Meyrin closed her eyes and shut out the image of Lord Djibril destroying her people. So he had done it again. But the Requiem had not destroyed the _Minerva_ in CE 74; it had not done so now; and she would not let this ship fall. Not yet, not with its mission still incomplete, and not—

"Heat signature at twelve o'clock!" Burt cried out from the sensor console. "It's...it's the _Charlemagne!_"

The _Charlemagne_. Meyrin snapped her eyes up towards the hulking black hull. Her once and future foe, the enemy that had brought the _Minerva_ closest to extinction, heading straight for her—

Her blood boiled.

_Bring it on._

—

**Heaven's Base, Iceland**

Lord Djibril's ecstatic laughter filled the control room at Heaven's Base, sending a chill over the soldiers operating the controls. The screens were filled with images of the destruction wrought by the Requiem cannon. Alliance troops were already pouring through the gap and rolling up the remainder of the Resistance's first two defensive lines—and soon, everyone knew, this battle would be over.

Djibril threw out his hands with a flourish. "It worked even better than we expected!" he cackled. "Perfect! Wonderful! They had no way of seeing that coming! You can almost _feel_ the demoralization, even from here!"

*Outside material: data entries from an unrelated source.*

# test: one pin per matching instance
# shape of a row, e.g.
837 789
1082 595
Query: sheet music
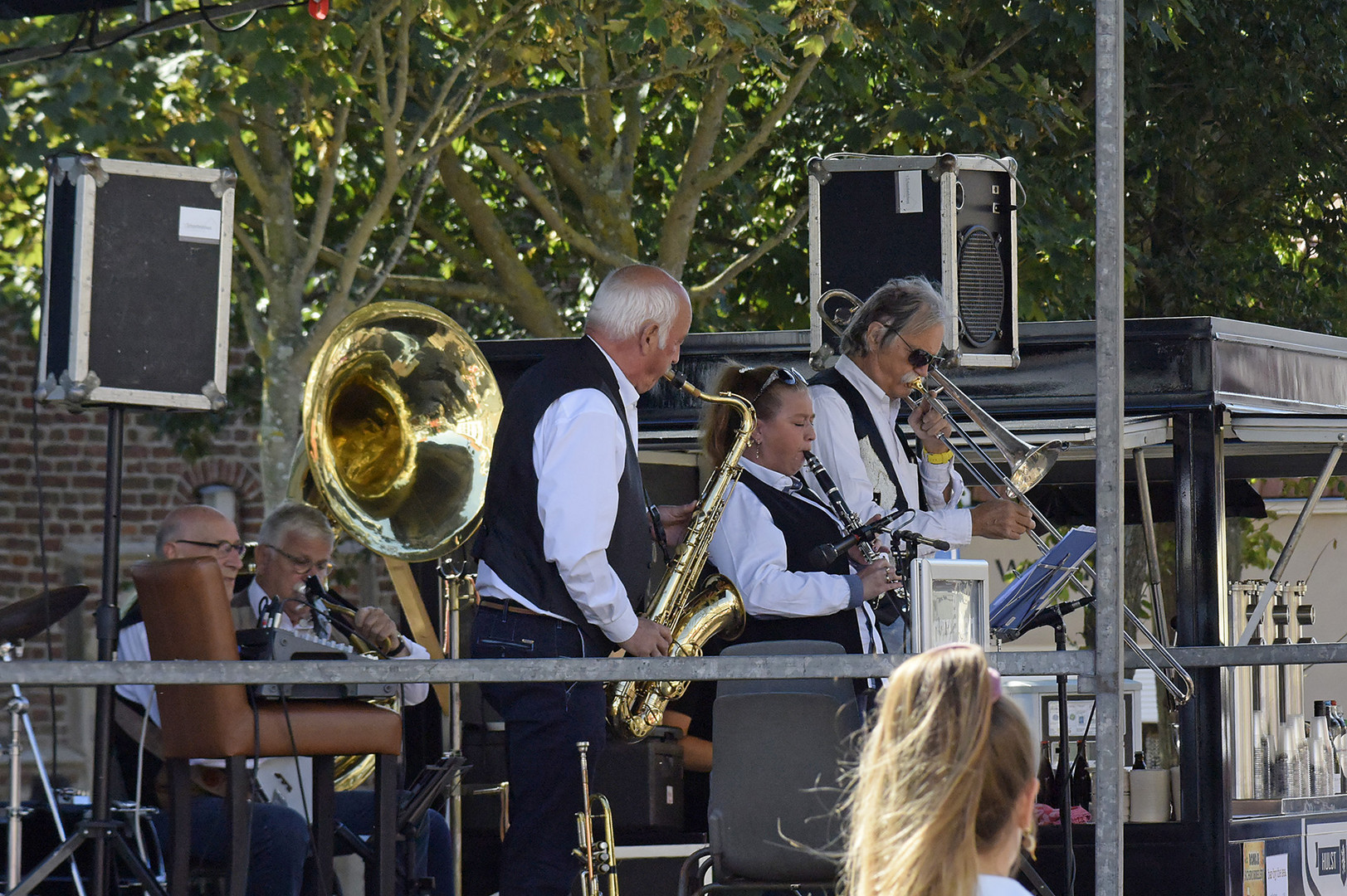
1036 587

The generals behind him looked on nervously as Djibril celebrated the macabre scene, before one of them in the black uniform of the Phantom Pain stepped forward anxiously. "Sir, we should deploy them now, while the enemy is still on his heels."

"Yes, yes," Djibril said, wiping a joyful tear from his eyes. He whirled around to face the control room again. "Admiral MacIntyre!" The admiral's wan face duly appeared on one of the monitors. "The time has come to end this war! I hereby authorize you to launch the Destroy units!" He cracked a vicious grin. "And _show no mercy!_"

—

**ZAFT Carpentaria base, Australia**

The Twilight rattled as another claw swipe came a little too close for comfort. Emily hurled her machine over the Zamzazar's body, ducking around a swipe from one of the rear claws and wheeling around towards the mobile armor's exposed back. It fired off another energy cannon blast, forcing the Twilight to dodge again, and followed it up with yet another barrage of beams.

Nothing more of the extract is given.